団体名(所在地) NPO法人 山の自然学クラブ〔神奈川県〕
代表者 理事長 大蔵 喜福
事業名 中央アルプス高山植生の長期モニタリング
事業の実施場所 木曽駒ヶ岳および三ノ沢岳周辺
事業の実施期間 平成22年4月~平成23年3月
事業の概要 日本を代表する高山帯のひとつである木曽山脈(日本アルプス)において長期を見据えた植生調査を行う。
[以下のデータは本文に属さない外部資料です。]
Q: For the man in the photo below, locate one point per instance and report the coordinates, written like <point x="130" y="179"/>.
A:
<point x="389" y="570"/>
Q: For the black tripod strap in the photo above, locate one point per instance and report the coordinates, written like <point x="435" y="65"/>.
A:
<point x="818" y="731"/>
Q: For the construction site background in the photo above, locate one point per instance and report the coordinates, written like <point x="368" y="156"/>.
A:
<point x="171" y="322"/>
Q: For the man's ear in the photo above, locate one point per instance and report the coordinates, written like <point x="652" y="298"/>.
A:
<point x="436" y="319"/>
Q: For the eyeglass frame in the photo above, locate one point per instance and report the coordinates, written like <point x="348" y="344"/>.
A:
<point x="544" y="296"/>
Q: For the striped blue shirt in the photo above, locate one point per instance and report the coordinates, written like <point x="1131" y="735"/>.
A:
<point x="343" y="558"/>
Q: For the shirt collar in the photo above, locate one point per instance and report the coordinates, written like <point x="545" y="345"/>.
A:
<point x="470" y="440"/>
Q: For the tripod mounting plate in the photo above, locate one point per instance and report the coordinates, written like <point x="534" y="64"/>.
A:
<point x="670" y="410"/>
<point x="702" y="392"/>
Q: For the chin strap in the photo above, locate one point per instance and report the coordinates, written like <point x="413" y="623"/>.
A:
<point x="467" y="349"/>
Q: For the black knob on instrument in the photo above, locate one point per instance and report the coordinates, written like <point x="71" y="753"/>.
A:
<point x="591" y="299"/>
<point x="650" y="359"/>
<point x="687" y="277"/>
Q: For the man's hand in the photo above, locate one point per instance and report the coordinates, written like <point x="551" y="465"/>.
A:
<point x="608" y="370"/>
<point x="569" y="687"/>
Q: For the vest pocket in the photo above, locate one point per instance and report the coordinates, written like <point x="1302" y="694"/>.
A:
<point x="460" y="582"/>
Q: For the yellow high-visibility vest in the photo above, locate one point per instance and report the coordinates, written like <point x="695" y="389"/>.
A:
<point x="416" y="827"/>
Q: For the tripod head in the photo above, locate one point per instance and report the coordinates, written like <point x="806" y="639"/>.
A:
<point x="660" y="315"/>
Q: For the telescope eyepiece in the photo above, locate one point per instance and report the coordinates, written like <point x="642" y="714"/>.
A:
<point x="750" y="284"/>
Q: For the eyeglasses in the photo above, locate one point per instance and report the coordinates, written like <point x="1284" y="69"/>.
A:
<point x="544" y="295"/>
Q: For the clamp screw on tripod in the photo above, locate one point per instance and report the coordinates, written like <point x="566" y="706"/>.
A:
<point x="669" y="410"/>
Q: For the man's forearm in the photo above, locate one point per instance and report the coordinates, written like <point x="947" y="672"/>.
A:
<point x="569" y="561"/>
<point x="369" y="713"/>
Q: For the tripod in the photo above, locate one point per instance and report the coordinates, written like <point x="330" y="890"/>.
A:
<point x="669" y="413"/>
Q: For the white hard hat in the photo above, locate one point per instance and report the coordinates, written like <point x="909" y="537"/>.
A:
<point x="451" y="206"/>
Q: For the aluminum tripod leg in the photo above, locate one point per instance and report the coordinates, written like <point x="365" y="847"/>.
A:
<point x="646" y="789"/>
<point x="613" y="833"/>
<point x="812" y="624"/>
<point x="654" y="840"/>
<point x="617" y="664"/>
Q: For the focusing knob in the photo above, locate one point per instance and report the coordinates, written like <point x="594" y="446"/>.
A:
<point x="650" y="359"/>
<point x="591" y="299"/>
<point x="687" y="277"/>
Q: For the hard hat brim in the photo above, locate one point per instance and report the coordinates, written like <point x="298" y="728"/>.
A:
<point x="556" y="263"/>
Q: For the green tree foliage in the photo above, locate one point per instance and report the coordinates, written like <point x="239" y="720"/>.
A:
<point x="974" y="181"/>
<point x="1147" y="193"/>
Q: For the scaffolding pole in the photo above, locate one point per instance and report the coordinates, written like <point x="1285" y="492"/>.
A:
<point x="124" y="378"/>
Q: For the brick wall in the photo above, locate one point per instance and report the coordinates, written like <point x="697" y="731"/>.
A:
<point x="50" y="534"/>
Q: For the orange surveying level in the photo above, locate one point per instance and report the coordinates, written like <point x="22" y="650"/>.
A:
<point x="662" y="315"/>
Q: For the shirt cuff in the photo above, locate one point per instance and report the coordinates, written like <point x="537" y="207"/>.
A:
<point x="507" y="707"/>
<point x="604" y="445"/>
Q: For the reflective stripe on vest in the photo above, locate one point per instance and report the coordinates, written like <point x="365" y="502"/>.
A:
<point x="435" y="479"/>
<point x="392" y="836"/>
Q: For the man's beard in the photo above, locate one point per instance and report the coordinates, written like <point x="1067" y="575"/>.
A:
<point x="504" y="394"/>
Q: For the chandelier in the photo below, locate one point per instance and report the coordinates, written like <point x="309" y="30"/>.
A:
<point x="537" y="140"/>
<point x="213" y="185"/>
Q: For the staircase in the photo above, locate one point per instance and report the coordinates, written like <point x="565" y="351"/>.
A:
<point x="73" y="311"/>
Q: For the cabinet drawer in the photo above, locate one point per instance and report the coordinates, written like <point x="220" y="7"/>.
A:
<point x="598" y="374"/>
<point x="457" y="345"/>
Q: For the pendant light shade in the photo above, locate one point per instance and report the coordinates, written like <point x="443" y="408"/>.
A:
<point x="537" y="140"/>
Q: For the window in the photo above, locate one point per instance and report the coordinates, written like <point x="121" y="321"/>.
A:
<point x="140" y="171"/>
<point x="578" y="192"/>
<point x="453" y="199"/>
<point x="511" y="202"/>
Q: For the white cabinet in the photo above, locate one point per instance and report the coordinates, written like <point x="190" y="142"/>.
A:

調査は、高山植生モニタリングの世界的取り組みであるGloria の方法にならい、他山岳と比較可能な定量的基礎データを得る。
成果の要約

① 雪解け時期の年変化
各調査区で自動記録している気温および地温の季節変化から、雪解け時期を検討したところ、各サイトの雪解け時期は、この3年間ほぼ一定していた。

② 植物相
各調査方形区では4~25種出現し、合計69種記録された。もっとも種多様性が高かったのは、7月初旬まで雪が残る南東斜面だった。雪解け時期が遅いことから、植物の生育可能な時期は短いが、水分条件が良いことがうかがえる。ハクサンイチゲ、シナノキンバイ、チングルマ、ハクサンチドリといった湿った草原によく見られる植物が多く生育していた。
強風のため積雪量が少なく、雪解けが5月初旬と早い場所は、風衝地群落と呼ばれるような乾燥地に見られる草本が多かった。風衝地群落には、中央アルプス固有種で絶滅危惧種でもあるヒメウスユキソウやコケコゴメグサが見られ、この地域独自の群落が成立している場所であった。
雪解け時期が6月と中間の場所は、ハイマツ、ハクサンシャクナゲ、ガンコウランなど矮性低木が優先していた。なお、低木が優先する群落は種多様性が低い傾向があった。特にハイマツが優先すると、コケモモなど特定の種が現れ、似たような群落になる傾向があった。

③ 植生の年変化
調査区の年変化を比較するために、2つの群集間の類似度指数であるMorisita(1959)のCλ指数を算出した。2つの群集が全く同じ場合は約1、まったく異なる場合は0をとる。調査区の9 割は類似度0.9 以上で、この3 年は大きな変化が見られなかった。一方、ハイマツの出現頻度が増加している調査区があった。既往の研究で、ハイマツの年伸長量は3~6cmで前年の夏の気温と正の関係があることが報告されている(Takahashi 2003)。
今後も引き続き変化をモニタリングしていく予定である。